Member of the Colorado House of Representatives from the 13th district
- In office 1994 – January 1997
- Succeeded by: Mark Udall

Personal details
- Born: January 19, 1951 (age 75) Jamestown, New York, U.S.
- Party: Democratic

= Peggy Lamm =

American politician (born 1951)

Peggy Lamm (born January 19, 1951) is an American non-profit administrator and former politician who served as a member of the Colorado House of Representatives from 1994 to January 1997. She was a candidate for Colorado's 7th congressional district seat, in 2006 losing in the Democratic primary election to Ed Perlmutter by a margin of 38% to 53%.

== Career ==
Lamm was a member of the Colorado House of Representatives from 1994 to January 1997. She was also a former school teacher and activist.

While working at the Bighorn Center for Public Policy, Lamm was instrumental in passing the popular Colorado Telemarketing No-Call List. She was also chair of the Colorado Commission on Higher Education and investigated the University of Colorado football/sex scandal. Lamm has also served on numerous boards and commissions including the University of Colorado's Health Sciences Center for Ethics, Humanities and the Law, Hospice of Boulder County, and the National Center for Atmospheric Research Advisory Board.
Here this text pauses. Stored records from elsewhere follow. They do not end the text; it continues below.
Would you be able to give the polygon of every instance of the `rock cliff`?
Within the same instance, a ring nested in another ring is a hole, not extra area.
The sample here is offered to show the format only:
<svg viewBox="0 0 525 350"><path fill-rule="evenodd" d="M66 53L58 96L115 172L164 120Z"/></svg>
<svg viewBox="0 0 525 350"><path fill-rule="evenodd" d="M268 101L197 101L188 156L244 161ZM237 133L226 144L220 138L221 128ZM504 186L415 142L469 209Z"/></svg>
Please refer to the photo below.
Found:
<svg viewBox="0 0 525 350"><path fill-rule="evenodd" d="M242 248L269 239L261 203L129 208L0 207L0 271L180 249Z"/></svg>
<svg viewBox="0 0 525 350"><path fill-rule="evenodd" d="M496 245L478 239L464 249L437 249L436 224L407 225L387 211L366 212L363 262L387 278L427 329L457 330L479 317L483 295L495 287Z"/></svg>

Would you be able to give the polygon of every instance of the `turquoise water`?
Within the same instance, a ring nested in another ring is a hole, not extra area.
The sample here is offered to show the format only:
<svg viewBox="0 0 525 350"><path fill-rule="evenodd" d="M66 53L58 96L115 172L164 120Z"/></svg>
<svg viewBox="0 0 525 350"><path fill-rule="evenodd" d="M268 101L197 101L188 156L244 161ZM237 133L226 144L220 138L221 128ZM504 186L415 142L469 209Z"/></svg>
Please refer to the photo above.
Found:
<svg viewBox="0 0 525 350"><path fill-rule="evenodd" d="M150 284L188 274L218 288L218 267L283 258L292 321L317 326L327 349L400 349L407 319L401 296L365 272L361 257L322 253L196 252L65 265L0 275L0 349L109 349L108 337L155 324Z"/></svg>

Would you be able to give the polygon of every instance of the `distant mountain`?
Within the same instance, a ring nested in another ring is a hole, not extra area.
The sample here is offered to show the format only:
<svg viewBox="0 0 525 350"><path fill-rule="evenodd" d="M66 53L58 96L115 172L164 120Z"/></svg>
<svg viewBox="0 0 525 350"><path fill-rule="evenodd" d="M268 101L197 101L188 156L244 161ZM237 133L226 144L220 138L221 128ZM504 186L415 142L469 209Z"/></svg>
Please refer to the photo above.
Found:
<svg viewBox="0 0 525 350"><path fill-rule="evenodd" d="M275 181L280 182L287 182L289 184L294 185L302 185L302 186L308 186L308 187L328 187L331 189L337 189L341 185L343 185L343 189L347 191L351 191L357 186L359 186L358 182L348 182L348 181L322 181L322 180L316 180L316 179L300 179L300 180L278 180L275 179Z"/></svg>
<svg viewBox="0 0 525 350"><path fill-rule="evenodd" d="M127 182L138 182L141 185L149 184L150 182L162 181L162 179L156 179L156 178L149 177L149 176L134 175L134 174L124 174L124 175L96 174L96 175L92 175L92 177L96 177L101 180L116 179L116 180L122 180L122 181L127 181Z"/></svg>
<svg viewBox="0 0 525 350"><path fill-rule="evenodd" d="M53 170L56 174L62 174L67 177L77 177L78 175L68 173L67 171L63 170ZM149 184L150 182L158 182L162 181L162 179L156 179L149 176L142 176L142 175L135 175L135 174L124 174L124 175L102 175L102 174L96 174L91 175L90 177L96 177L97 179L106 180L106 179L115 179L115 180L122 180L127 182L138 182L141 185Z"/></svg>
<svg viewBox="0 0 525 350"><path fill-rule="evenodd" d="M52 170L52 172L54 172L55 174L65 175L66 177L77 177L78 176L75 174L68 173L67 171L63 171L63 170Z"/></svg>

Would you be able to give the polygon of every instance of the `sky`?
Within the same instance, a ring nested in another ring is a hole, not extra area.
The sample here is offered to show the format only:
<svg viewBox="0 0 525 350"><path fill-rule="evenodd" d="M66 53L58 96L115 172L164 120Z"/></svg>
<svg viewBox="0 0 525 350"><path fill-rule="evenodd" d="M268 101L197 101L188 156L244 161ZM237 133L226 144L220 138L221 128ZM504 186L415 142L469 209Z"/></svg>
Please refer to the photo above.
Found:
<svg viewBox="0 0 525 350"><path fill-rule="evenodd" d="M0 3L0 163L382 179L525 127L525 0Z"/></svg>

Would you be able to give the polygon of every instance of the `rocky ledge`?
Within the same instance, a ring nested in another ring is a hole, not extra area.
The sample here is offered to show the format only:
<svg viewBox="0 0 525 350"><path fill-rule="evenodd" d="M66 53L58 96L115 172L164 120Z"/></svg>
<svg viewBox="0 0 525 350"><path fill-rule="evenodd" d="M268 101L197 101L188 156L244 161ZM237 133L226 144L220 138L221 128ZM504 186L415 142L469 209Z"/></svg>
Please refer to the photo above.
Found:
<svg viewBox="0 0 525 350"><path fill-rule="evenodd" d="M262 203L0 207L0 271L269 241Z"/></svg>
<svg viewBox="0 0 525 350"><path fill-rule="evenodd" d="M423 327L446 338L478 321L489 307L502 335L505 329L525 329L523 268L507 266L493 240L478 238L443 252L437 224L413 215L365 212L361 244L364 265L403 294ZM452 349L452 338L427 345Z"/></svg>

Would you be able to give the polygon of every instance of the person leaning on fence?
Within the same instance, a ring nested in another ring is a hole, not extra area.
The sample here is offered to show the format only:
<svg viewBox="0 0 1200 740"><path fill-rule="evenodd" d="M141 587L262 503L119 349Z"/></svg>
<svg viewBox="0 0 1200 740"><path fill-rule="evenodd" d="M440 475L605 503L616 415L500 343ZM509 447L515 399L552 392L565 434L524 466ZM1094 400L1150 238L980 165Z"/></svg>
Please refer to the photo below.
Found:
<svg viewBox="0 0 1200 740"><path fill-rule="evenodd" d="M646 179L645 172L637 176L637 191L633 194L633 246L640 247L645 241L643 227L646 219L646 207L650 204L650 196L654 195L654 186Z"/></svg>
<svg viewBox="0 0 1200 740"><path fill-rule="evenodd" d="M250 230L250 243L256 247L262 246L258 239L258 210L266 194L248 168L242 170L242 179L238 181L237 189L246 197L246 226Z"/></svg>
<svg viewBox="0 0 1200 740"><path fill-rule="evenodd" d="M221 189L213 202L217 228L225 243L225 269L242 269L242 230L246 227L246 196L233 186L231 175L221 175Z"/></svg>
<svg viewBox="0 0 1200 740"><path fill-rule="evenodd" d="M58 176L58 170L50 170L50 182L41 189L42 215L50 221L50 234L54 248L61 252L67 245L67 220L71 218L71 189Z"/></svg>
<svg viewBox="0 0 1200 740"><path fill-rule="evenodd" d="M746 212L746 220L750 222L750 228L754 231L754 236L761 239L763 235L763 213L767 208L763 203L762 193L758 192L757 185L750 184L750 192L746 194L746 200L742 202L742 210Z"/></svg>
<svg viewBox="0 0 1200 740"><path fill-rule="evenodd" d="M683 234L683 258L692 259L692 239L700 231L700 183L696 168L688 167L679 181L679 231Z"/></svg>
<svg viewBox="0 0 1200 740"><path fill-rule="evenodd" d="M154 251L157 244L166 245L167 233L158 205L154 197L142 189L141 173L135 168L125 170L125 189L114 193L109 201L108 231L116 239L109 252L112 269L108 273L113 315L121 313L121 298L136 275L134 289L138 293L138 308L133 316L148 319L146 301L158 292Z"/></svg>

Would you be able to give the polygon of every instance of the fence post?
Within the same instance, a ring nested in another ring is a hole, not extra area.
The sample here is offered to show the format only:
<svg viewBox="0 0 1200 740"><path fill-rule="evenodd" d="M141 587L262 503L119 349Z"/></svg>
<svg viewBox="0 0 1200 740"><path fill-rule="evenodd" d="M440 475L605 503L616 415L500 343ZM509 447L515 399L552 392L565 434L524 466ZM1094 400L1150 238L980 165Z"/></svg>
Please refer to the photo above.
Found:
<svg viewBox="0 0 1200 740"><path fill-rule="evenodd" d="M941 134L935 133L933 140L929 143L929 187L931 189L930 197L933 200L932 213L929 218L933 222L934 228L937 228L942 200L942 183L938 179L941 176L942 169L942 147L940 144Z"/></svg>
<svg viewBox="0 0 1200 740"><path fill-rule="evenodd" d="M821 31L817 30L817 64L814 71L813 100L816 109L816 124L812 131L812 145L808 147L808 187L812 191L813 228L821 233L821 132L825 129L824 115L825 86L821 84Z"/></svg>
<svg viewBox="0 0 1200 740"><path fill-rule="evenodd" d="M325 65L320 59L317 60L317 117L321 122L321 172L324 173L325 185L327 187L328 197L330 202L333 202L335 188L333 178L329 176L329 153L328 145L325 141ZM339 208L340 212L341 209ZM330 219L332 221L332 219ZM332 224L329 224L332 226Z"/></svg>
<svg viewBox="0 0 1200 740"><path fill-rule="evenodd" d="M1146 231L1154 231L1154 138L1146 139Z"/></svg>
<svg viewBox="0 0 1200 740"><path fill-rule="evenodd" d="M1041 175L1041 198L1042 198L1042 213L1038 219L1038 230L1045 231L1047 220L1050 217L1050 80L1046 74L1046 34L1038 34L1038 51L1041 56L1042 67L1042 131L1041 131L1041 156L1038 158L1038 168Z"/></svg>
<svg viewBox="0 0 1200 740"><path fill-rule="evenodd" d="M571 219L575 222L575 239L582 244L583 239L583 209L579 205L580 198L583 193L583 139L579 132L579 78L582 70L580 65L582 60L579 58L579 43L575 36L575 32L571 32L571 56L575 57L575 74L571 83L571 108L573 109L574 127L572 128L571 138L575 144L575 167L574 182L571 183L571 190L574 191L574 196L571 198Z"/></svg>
She is currently chair of the board of trustees of Adams State University and worked as a senior program manager at the National Democratic Institute for International Affairs.

In 2016, Lamm became the vice president of development at HopeWest, a non-profit organization based in Grand Junction, Colorado.

== Personal life ==
Born in Jamestown, New York, Lamm was the sister-in-law of Colorado Governor Richard Lamm and journalist Dottie Lamm.